Saturday, October 21, 2017

Actresses and Millions of Other Independent Contractors....,


thenation |  there’s another reason actresses harassed by Weinstein may have been discouraged from reporting sexual harassment. Any who were working on a Weinstein film were almost certainly classified as independent contractors, not regular employees. And that means that the anti-discrimination and sexual-harassment protections of federal law didn’t apply to them. 

It’s a problem not just in Hollywood but throughout the economy, in industries as diverse as real estate, trucking, technology, and home health care. And the problem is growing. As more companies classify their workers as independent contractors or push workers into nontraditional employment arrangements, an increasing number of people are at risk of having virtually no recourse for on-the-job harassment. 

Workplace discrimination and harassment based on sex are prohibited under Title VII of the Civil Rights Act, which outlaws “employment practice[s] [that] discriminate against any individual with respect to his compensation, terms, conditions, or privileges of employment, because of such individual’s race, color, religion, sex, or national origin.” If an employee feels she is being harassed at work, she can file a complaint with the Equal Employment Opportunity Commission, the first step in taking legal action. But the catch is that she has to be an employee for Title VII protections to apply. Independent contractors, temp workers, and those employed by contracting companies are not covered under the law. “Title VII has to be related to employment,” explained Catherine Ruckelshaus, program director at the National Employment Law Project. Anyone who’s not a traditional employee can’t easily bring claims under it. “The more attenuated you get from an employment relationship, the harder it is under Title VII.”

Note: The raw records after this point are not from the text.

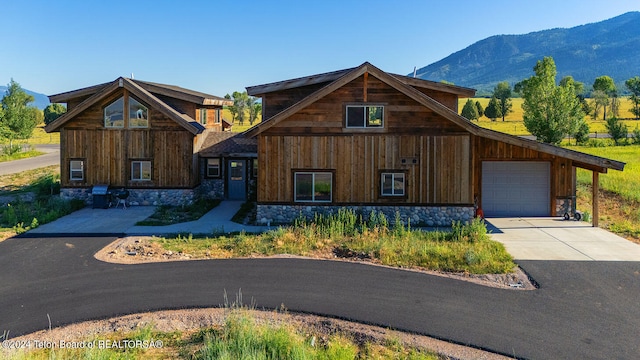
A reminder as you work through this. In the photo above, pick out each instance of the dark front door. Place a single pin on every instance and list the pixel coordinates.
(237, 180)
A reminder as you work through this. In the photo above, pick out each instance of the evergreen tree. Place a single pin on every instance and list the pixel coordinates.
(17, 118)
(502, 92)
(493, 109)
(470, 111)
(551, 112)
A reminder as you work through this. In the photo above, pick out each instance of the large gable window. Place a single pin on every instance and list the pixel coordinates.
(114, 114)
(138, 114)
(313, 186)
(365, 116)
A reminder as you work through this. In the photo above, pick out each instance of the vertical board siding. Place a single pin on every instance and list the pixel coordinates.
(441, 176)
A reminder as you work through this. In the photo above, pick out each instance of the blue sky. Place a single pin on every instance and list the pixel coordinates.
(222, 46)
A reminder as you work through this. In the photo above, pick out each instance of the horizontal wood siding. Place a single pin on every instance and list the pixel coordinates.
(441, 174)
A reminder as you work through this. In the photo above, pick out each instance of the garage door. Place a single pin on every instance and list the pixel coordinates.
(515, 188)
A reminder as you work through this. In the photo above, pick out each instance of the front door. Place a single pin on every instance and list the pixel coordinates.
(237, 180)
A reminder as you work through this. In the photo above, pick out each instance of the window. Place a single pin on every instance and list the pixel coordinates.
(313, 186)
(236, 170)
(213, 167)
(114, 114)
(203, 116)
(138, 114)
(141, 170)
(255, 168)
(361, 116)
(392, 184)
(76, 170)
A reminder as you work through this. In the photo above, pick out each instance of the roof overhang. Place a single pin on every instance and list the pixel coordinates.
(182, 119)
(401, 84)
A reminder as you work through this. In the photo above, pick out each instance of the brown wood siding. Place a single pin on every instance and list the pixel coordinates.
(403, 115)
(441, 175)
(108, 152)
(561, 185)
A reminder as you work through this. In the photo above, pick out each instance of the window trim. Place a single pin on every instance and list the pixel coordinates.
(254, 168)
(365, 120)
(207, 167)
(393, 174)
(141, 162)
(71, 169)
(104, 113)
(129, 113)
(313, 172)
(203, 116)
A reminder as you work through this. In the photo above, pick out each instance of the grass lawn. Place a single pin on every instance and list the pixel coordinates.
(242, 335)
(619, 197)
(20, 155)
(466, 248)
(513, 121)
(21, 215)
(167, 215)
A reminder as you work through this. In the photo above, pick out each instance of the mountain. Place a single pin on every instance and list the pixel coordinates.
(610, 47)
(40, 100)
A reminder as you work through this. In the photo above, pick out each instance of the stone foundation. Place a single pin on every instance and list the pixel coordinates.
(418, 215)
(144, 197)
(212, 188)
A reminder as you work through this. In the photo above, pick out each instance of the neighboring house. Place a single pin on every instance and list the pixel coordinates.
(142, 136)
(369, 140)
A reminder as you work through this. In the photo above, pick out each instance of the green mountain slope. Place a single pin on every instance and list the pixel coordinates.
(610, 47)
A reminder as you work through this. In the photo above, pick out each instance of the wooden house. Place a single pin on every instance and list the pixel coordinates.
(142, 136)
(370, 140)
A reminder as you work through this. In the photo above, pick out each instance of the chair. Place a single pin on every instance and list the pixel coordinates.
(122, 196)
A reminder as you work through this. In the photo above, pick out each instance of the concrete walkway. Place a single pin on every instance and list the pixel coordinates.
(556, 239)
(121, 221)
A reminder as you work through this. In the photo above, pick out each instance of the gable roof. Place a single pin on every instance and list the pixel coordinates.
(173, 91)
(587, 161)
(259, 90)
(104, 90)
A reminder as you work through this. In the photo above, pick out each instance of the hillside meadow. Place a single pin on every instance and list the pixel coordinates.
(513, 121)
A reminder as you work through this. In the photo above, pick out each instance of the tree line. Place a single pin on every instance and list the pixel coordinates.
(552, 112)
(244, 107)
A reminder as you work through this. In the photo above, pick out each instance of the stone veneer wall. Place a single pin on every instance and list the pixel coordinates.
(419, 215)
(143, 197)
(212, 188)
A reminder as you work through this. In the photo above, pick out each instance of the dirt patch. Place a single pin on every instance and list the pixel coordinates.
(140, 249)
(194, 319)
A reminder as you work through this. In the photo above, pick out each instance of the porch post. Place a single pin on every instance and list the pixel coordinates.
(594, 198)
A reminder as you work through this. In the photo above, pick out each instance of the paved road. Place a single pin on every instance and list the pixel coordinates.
(52, 157)
(586, 310)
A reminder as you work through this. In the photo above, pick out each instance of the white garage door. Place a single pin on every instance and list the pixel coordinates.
(515, 188)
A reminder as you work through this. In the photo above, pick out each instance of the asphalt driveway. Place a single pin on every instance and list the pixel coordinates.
(585, 310)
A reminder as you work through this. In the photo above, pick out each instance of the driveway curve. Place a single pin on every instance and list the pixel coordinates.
(585, 310)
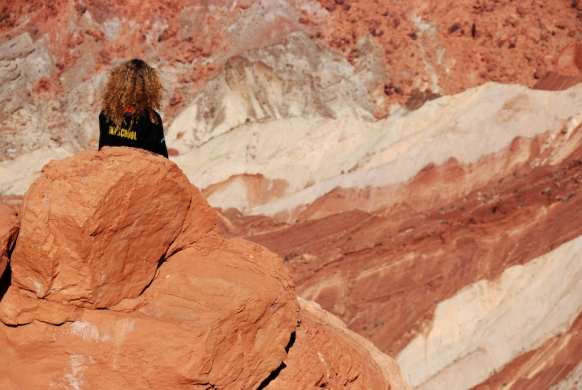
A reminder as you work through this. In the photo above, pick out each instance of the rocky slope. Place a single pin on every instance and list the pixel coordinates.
(432, 210)
(354, 55)
(180, 306)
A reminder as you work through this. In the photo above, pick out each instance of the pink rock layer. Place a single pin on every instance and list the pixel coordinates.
(448, 227)
(216, 314)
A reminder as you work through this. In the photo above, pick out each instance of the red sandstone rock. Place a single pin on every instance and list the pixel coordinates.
(325, 354)
(8, 233)
(201, 218)
(218, 315)
(95, 226)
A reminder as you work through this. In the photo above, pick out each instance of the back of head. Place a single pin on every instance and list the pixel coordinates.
(133, 86)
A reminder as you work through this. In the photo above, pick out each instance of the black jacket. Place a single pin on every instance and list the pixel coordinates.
(143, 135)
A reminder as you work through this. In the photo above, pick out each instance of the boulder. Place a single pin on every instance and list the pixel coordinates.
(95, 226)
(219, 314)
(326, 354)
(8, 233)
(201, 218)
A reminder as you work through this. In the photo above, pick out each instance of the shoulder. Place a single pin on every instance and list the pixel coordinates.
(158, 117)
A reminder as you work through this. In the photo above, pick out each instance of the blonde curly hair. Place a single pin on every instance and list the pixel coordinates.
(133, 85)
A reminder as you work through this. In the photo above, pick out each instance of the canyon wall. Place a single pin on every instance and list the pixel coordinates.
(416, 164)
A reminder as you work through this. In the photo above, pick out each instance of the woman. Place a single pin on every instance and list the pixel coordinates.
(132, 94)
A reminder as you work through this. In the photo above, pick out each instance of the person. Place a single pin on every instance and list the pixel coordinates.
(132, 95)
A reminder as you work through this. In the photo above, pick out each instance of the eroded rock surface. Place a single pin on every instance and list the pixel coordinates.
(325, 354)
(94, 227)
(216, 314)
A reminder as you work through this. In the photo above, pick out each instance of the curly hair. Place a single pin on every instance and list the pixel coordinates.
(135, 86)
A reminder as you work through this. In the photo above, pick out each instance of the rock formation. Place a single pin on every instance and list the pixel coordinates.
(392, 153)
(180, 306)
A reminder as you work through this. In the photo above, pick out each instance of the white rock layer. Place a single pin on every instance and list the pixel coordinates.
(489, 323)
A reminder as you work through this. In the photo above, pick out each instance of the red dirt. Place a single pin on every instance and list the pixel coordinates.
(557, 357)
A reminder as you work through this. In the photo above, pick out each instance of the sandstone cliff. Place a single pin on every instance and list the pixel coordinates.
(120, 279)
(392, 153)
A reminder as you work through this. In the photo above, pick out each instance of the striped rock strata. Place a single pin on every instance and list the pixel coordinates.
(458, 259)
(179, 306)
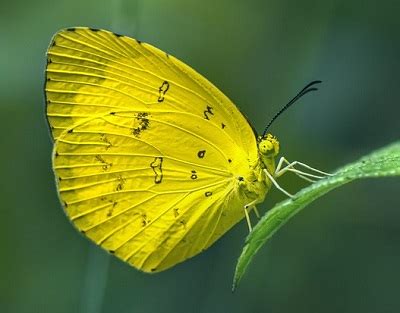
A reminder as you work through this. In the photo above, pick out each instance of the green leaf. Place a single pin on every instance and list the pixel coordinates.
(383, 162)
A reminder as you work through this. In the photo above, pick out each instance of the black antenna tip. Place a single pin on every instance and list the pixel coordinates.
(301, 93)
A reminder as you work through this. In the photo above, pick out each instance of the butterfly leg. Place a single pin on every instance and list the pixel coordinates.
(276, 184)
(280, 170)
(246, 212)
(247, 208)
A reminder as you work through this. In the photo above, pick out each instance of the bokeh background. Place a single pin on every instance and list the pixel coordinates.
(341, 254)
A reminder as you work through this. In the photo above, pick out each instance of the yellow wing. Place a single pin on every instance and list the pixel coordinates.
(146, 150)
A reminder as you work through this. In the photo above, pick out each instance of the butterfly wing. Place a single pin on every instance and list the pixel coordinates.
(145, 150)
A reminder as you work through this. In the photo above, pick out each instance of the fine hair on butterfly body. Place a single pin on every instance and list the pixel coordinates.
(152, 162)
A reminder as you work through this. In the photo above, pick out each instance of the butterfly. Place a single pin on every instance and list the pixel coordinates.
(152, 162)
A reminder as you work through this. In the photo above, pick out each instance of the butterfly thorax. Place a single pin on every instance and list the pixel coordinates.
(256, 184)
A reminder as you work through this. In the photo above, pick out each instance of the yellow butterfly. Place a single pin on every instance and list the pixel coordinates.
(152, 162)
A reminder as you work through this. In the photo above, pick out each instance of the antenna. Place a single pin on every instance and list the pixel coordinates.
(301, 93)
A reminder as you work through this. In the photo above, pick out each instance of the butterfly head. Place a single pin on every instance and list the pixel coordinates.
(268, 146)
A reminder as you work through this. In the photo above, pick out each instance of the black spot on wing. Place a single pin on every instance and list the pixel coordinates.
(201, 154)
(156, 165)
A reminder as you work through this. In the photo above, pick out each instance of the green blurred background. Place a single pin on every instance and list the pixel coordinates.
(341, 254)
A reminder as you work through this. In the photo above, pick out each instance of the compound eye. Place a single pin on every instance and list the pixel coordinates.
(266, 147)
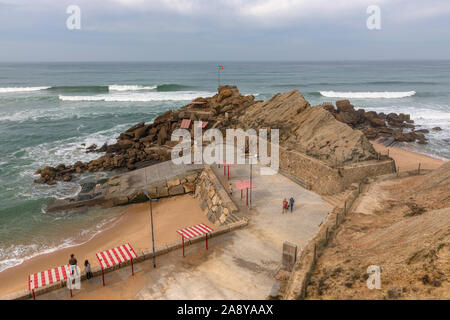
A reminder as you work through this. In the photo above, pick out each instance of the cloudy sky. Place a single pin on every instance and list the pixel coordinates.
(219, 30)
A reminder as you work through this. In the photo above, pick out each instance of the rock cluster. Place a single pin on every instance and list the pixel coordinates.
(145, 144)
(399, 127)
(214, 200)
(309, 130)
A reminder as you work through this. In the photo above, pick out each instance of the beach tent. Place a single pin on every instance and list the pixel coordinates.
(194, 232)
(48, 277)
(185, 124)
(113, 257)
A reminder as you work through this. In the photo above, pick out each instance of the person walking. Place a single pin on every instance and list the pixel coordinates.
(87, 269)
(72, 260)
(285, 204)
(291, 203)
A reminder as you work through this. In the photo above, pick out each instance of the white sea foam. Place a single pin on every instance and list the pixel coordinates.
(116, 87)
(22, 89)
(367, 95)
(140, 97)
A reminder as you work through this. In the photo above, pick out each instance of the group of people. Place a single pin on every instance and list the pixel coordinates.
(87, 266)
(288, 205)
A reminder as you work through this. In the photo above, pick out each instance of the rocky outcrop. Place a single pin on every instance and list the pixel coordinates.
(147, 143)
(309, 130)
(398, 127)
(214, 200)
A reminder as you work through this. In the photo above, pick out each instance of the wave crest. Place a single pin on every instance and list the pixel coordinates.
(22, 89)
(116, 87)
(368, 95)
(140, 97)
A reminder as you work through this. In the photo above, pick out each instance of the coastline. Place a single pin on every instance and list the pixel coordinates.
(128, 227)
(133, 227)
(406, 160)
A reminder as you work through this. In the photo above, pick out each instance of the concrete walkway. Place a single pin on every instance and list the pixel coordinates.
(238, 265)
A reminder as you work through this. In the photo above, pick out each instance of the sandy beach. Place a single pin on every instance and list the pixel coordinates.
(406, 160)
(133, 226)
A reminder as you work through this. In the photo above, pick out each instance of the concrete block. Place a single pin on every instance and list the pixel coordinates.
(289, 256)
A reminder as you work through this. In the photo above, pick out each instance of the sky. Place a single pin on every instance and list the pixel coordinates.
(224, 30)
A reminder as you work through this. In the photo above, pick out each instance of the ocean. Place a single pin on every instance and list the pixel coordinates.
(49, 113)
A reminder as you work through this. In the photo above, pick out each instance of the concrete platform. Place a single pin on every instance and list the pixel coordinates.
(238, 265)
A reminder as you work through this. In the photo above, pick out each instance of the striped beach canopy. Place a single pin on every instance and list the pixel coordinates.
(185, 124)
(45, 278)
(195, 231)
(202, 124)
(112, 257)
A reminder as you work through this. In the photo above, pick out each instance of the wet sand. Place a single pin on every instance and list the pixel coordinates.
(132, 227)
(406, 160)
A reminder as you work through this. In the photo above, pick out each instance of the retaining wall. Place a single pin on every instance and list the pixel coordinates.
(214, 199)
(300, 276)
(319, 177)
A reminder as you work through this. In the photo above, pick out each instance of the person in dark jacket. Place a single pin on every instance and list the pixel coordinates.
(291, 203)
(87, 269)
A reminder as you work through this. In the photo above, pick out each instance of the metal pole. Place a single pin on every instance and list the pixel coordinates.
(153, 235)
(251, 160)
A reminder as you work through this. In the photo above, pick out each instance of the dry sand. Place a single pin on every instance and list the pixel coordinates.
(133, 226)
(407, 160)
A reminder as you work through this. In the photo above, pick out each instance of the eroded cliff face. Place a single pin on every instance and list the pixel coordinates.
(400, 225)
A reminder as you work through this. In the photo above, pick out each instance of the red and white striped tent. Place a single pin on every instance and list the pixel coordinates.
(202, 124)
(45, 278)
(185, 124)
(194, 232)
(115, 256)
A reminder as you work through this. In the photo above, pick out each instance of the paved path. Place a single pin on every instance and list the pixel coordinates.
(238, 265)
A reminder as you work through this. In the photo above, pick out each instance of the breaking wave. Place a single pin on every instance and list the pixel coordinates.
(140, 97)
(116, 87)
(22, 89)
(368, 95)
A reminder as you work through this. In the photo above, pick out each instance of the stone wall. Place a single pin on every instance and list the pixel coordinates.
(214, 200)
(326, 180)
(298, 282)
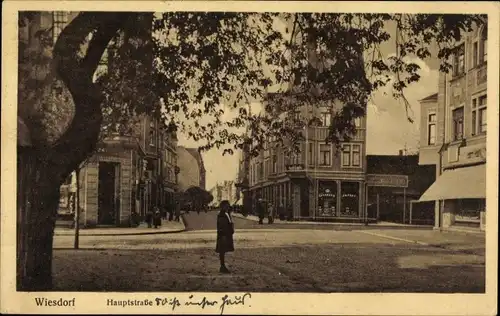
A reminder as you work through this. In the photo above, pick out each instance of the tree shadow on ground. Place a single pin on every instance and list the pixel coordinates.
(304, 268)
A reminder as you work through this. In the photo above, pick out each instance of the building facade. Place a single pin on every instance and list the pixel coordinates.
(128, 173)
(191, 169)
(320, 182)
(453, 136)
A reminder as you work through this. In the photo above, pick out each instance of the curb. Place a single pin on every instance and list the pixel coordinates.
(131, 233)
(344, 224)
(397, 238)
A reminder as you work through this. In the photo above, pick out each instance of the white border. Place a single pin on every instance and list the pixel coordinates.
(289, 303)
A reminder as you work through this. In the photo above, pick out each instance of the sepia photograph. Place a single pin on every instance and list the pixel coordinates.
(212, 157)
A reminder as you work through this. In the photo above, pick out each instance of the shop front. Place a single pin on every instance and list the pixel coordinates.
(339, 199)
(460, 195)
(387, 198)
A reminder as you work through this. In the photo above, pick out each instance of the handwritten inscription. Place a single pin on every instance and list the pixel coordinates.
(173, 302)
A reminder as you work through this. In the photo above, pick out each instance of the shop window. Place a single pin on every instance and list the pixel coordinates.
(351, 155)
(325, 154)
(327, 199)
(483, 48)
(311, 153)
(349, 203)
(326, 119)
(59, 21)
(458, 123)
(431, 136)
(459, 61)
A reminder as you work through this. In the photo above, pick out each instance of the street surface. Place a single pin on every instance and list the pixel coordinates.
(270, 258)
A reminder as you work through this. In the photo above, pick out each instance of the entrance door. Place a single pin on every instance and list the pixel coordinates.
(108, 207)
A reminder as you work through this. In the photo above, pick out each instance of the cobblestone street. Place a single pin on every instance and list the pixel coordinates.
(274, 259)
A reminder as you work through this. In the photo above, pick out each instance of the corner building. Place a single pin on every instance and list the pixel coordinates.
(318, 183)
(453, 136)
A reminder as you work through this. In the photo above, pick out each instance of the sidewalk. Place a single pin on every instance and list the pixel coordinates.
(165, 228)
(379, 224)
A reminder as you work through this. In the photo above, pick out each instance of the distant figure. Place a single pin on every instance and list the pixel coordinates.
(157, 217)
(261, 211)
(270, 213)
(281, 212)
(225, 231)
(177, 212)
(135, 221)
(149, 218)
(290, 211)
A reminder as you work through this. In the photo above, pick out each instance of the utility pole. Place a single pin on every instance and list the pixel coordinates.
(76, 206)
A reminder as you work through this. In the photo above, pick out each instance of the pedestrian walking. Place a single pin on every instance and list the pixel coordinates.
(225, 231)
(270, 213)
(281, 211)
(149, 218)
(261, 211)
(157, 217)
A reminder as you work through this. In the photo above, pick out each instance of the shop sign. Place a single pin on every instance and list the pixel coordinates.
(327, 193)
(387, 180)
(475, 153)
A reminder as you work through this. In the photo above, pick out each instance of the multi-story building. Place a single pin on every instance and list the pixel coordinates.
(129, 172)
(226, 190)
(319, 182)
(453, 135)
(191, 168)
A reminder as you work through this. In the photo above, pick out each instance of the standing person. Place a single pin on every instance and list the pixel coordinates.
(157, 217)
(261, 211)
(149, 217)
(225, 231)
(281, 211)
(270, 214)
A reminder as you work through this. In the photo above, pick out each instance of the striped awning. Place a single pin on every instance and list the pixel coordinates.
(460, 183)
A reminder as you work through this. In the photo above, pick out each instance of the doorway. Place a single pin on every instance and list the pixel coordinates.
(108, 208)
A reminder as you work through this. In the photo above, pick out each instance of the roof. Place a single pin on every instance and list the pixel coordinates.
(432, 97)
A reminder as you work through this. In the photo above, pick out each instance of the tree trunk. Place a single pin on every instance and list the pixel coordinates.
(37, 203)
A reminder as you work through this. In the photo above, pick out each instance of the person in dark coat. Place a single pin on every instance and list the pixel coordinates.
(225, 231)
(261, 212)
(157, 217)
(149, 218)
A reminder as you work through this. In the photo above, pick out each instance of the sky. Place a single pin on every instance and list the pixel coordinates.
(388, 129)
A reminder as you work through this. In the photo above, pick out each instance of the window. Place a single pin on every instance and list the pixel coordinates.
(325, 155)
(311, 153)
(346, 155)
(479, 116)
(459, 61)
(483, 46)
(351, 155)
(458, 123)
(475, 53)
(59, 21)
(152, 134)
(357, 122)
(431, 134)
(356, 153)
(326, 119)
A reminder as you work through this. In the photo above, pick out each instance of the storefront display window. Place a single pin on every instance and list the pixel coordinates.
(327, 199)
(349, 199)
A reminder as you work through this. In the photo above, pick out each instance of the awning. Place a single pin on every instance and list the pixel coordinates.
(461, 183)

When a film gets made, the employer is typically a holding company, often an LLC, and the people who work on the show are rarely traditional W2 employees. “Almost everybody across the board in this industry works as an independent contractor when there’s an individual production getting made, when you work on a feature film,” explained Maria Giese, a film director who has pushed for greater gender equality in the industry. The same is typically true for those who work on theater productions or commercials. An individual actress who has been sexually harassed could try to bring a case under Title VII—but that would require her first to prove that she was illegally classified as an independent contractor and should have been an employee. She may be successful. “I don’t think that there has been an answer legislated or adjudicated” as to whether film employees should be treated like employees, said Melissa Silverstein, founder of Women and Hollywood. For example, the Equal Employment Opportunity Commission, which is charged with enforcing Title VII and would only have jurisdiction if Title VII applied, is currently investigating gender discrimination against directors at the major movie studios, with its efforts still pending. 

Still, it’s a major hurdle. And if the actress can’t prove that she was misclassified as a contractor, the only option left would be to bring a contract claim between two business entities—the employer and the contractor. “Then they’re in a private contract realm where they would have to argue that the person violated their rights to operate their business in an ethical manner,” Ruckelshaus explained. “Those are really hard to bring because typically they’re very fact-based.… If you get into the he said/she said side of things, if you can’t prove the allegations of tort or contract breach, you’re out of luck.” Whereas Title VII claims just have to prove the employer allowed harassment based on sex, contract claims have to prove an employer’s intent to discriminate. “It’s very specific,” Ruckelshaus said. “Filing a lawsuit would be more difficult based on independent contractor status,” Giese agreed.